This Myocardial Ischemia reperfusion model is improved by a self-made retractor, polyvinyl chloride chloride tube, and a unique knotting method. This technique is associated with a higher survival rate and a larger impact size. This method will improve the survival rate of Myocardial Ischemia reperfusion injury in rats which will bring light to the clinical therapy of Myocardial Ischemia reperfusion injury in the future.
After anesthetizing the rat, straighten the middle section of two paper clips to form an S shape and pull down the wide section of each S to form a small retractor. Cut a two millimeter diameter polyvinyl chloride tube into seven millimeter length pieces. Insert a 10 centimeter long 4-0 suture into the PVC tube and tie its ends.
Then cut a groove in the middle of the PVC tube using ophthalmic scissors to place the suture in the period of ligation. Fix the limbs of the rat with tape by placing the rat on the surgical board in the supine position. Shave the neck and left anterior chest area with depilatory cream and clean the skin with 75%alcohol and iodophor scrub.
Then cut the skin of the neck lengthwise along the median cervical line using ophthalmic scissors. Separate the neck muscles using ophthalmic tweezers and place a retractor on each side to retract them further. After exposing the trachea, identify the space between the fourth and fifth tracheal rings.

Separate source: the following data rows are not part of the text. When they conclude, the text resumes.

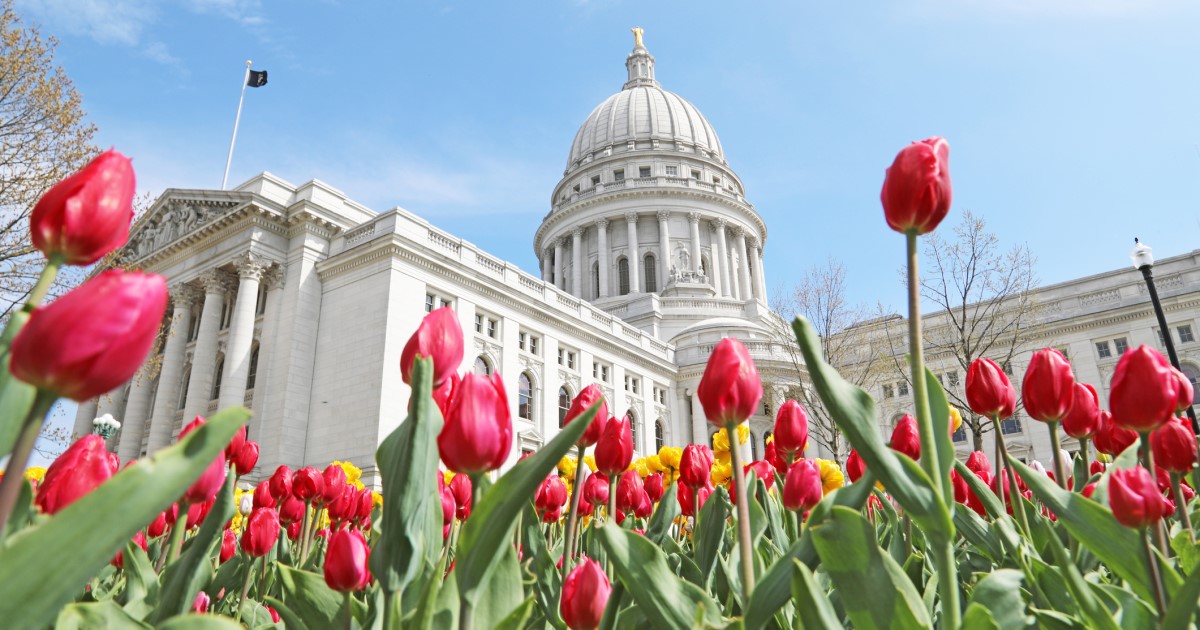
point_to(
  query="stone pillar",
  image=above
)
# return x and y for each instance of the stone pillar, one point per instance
(664, 247)
(199, 387)
(166, 401)
(635, 265)
(723, 252)
(577, 262)
(241, 333)
(694, 226)
(603, 250)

Make a three millimeter incision parallel to the cricoid cartilage between the fourth and fifth tracheal rings with the blunt edge of a needle tip. Insert a suction trocar into the trachea through the incision and mechanically ventilate the rat to maintain normal respiration at a rate of 80 breaths per minute and a tidal volume of eight milliliters per kilogram. Next, make a four to five centimeter long incision from the xiphoid to the middle of the second left intercostal space while holding the scaffold at a 45 degrees angle.
Gently and slowly separate the pectorals major and serratus anterior muscles using ophthalmic tweezers to access the intercostal space. Make a 1.5 centimeter incision transversely between the left, third, and fourth ribs, using ophthalmic scissors. To prevent injuries, place cotton balls soaked in the physiological saline solution above the lungs in the thoracic cavity.
Dissect the pericardium using ophthalmic tweezers. Then lift the left atrial appendage by tweezers and identify the coronary ostium present at the root of the aortic artery. In the section between the left lung and auricle, ligate the LAD and the preprepared short tube together using a 6-0 surgical suture.
Tie them using a slip knot and place the slip knot in the groove of the PVC tube. Then tighten the ligated tube and LAD using a second slip knot for 45 minutes. Record the color change in the anterior part of the left ventricle and ST segment elevation on the electrocardiogram during the ischemia period.
Clamp the chest muscles and skin using an artery clip and cover the wound with moist saline gauze, then loosen the slip knot and remove the preprepared short tube after 45 minutes. Rats that underwent either existing or improved Myocardial Ischemia and reperfusion injury procedures had myocardial infarctions while rats from the sham group did not. Further, the existing and experimental Myocardial Ischemia and reperfusion injury model groups had a significant difference in myocardial infarct size.
The experimental model group had a larger myocardial infarct size than the existing model group. Hematoxylin, eosin, and Masson staining show that the cardiomyocytes of both the experimental and the existing model groups had experienced critical damage and nucleosis while getting infiltrated by numerous neutrophils. The rats in the existing and experimental Myocardial Ischemia and reperfusion injury model groups show elevated electrocardiogram STT segments than the sham group.
There were significant differences between the experimental model and sham group or the existing model and sham groups. Furthermore, the TT segment was more elevated in the experimental model group than in the existing model group. The survival rate was significantly different between the two Myocardial Ischemia and reperfusion injury model groups.
The mortality rate was 40%during the reperfusion period, while in the experimental model group, none of the rats died during surgery, demonstrating that the current improved model had a higher survival rate. The most important thing is that we should put the tube into the knot. Meanwhile, place the slip knot into the groove of the tube.
This method can also provide insight into the area of Myocardial Ischemia reprovision injury and myocardial infection.